A dark, twisted fairytale that gets under your skin and stays there.

I will be honest. I almost did not pick up Hooked. Dark romance is a genre I approach carefully, because too often “dark” is used as an excuse for poor writing dressed up in aesthetic moodiness. But something about this Peter Pan retelling called to me, and I am so glad I answered.

Let me set the scene: James Hook is not the cartoonish villain we remember from childhood. In Emily McIntire’s hands, he is a cold, calculating crime lord with a past that explains, though never fully excuses, the man he has become. Wendy Darling, on the other hand, walks into his world with the kind of reckless energy that either gets you killed or changes everything. In this story, it does both, in ways I did not see coming.

What struck me most reading this book as a Kenyan woman who grew up on Western fairytales is how McIntire strips the magic away and replaces it with something rawer and more honest. Power, desire, grief, and the complicated ways people hurt each other when they do not know how to love. The Peter Pan parallels are not just decorative. They are doing real thematic work, asking questions about who gets to be the villain in someone else’s story, and whether lost people can ever truly find their way back.

The slow burn between Hook and Wendy is genuinely masterful. I found myself reading chapters twice, not because I was confused, but because I did not want to leave certain scenes. McIntire understands that tension is built in small moments: a look held too long, a conversation that cuts closer than it should, silence that says more than words. By the time the story reaches its most emotionally charged moments, I was fully gone, invested in a way that made me put the book down just to breathe.

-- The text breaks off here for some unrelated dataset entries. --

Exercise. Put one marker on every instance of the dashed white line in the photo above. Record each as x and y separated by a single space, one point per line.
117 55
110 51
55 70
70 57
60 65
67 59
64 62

Is it perfect? No. Some of the secondary characters feel like furniture, present but not quite alive. There were moments I wanted more time in Wendy’s internal world, more access to what she was feeling beneath the surface. And the pacing in the first quarter demands patience that not every reader will be willing to give.

But here is what I keep coming back to: Hooked stayed with me. Days after finishing it, I found myself thinking about Hook, not as a romantic fantasy, but as a genuinely complex character study. That is the mark of writing that goes beyond the genre’s basic requirements.

If you enjoy dark romance, morally complicated men, and stories that refuse to be tidy, this one is for you. Just make sure you have the sequel ready, because you will need it the moment you turn the last page.

Recommended for: Fans of dark romance, morally grey heroes, slow burn tension, and fairytale retellings that bite back.